If everything from people to planets is made of tiny subatomic particles, why don't they fall apart and crumble into piles of particles? What holds all this stuff together?

Particles "stick" together by interacting with one another in complex ways. More specifically, they exert what we call forces on each other.

What is a force? Let's take this example. You may have heard of gravity. Gravity is the force that all objects with mass exert upon one another, pulling the objects closer together. It causes a ball thrown into the air to fall to the earth, and the planets to orbit the sun.

The tiny particles that make up matter, such as atoms and subatomic particles, also exert forces on one another.

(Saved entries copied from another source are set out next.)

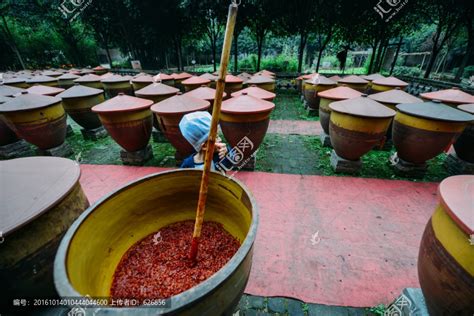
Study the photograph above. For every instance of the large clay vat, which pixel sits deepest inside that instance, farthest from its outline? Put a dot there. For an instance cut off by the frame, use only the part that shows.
(464, 145)
(92, 81)
(67, 80)
(44, 90)
(452, 97)
(313, 86)
(42, 199)
(445, 260)
(170, 112)
(244, 123)
(357, 125)
(391, 98)
(421, 131)
(354, 82)
(205, 93)
(92, 248)
(128, 120)
(44, 80)
(17, 82)
(116, 84)
(78, 102)
(329, 96)
(7, 135)
(38, 119)
(389, 83)
(9, 91)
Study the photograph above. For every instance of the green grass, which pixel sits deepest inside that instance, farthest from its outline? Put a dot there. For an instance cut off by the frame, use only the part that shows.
(375, 164)
(288, 106)
(107, 151)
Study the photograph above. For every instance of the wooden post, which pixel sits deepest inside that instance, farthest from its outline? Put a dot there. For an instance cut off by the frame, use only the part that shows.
(201, 207)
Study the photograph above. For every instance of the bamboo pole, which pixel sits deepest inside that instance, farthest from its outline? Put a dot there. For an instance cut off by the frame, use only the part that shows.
(201, 207)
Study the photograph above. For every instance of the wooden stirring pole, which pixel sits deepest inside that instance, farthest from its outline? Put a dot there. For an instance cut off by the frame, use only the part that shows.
(201, 207)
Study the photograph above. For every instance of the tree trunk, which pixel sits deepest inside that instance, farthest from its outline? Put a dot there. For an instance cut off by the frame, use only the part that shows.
(434, 52)
(303, 38)
(259, 51)
(382, 56)
(396, 55)
(372, 57)
(467, 55)
(377, 59)
(322, 48)
(12, 43)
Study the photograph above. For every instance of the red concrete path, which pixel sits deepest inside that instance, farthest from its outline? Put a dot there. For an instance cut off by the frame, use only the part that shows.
(366, 248)
(312, 128)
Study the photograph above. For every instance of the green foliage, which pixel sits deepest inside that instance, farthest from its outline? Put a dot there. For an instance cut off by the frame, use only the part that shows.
(407, 71)
(279, 63)
(468, 71)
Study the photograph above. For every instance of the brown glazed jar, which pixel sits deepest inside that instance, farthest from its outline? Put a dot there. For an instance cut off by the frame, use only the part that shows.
(446, 257)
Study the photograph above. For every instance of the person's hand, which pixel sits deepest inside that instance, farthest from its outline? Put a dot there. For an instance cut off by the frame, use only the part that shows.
(221, 149)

These forces are not gravity, but special forces that only these particles use.

There are several kinds of forces that particles can exert on one another. These forces can cause one particle to attract, repel, or even destroy another particle. For example, one kind of subatomic force, known as the strong force, binds quarks together to make protons, neutrons, and other particles.

Battling Ships

These battling ships illustrate how force carrier particles work. Two ships exchange cannon fire, and recoil from one another when they are hit. The ships here "pass" cannonballs that transmit a repulsive force. Similarly, subatomic particles may pass force carrier particles and repel one another .

So how exactly does a particle exert a force on another particle? It's not a magical thing. Rather, a force involves one particle passing something to the other particle. This "something" is actually another kind of particle, known as a force carrier particle. In the example of the strong force, quarks pass particles called gluons that make them stick together.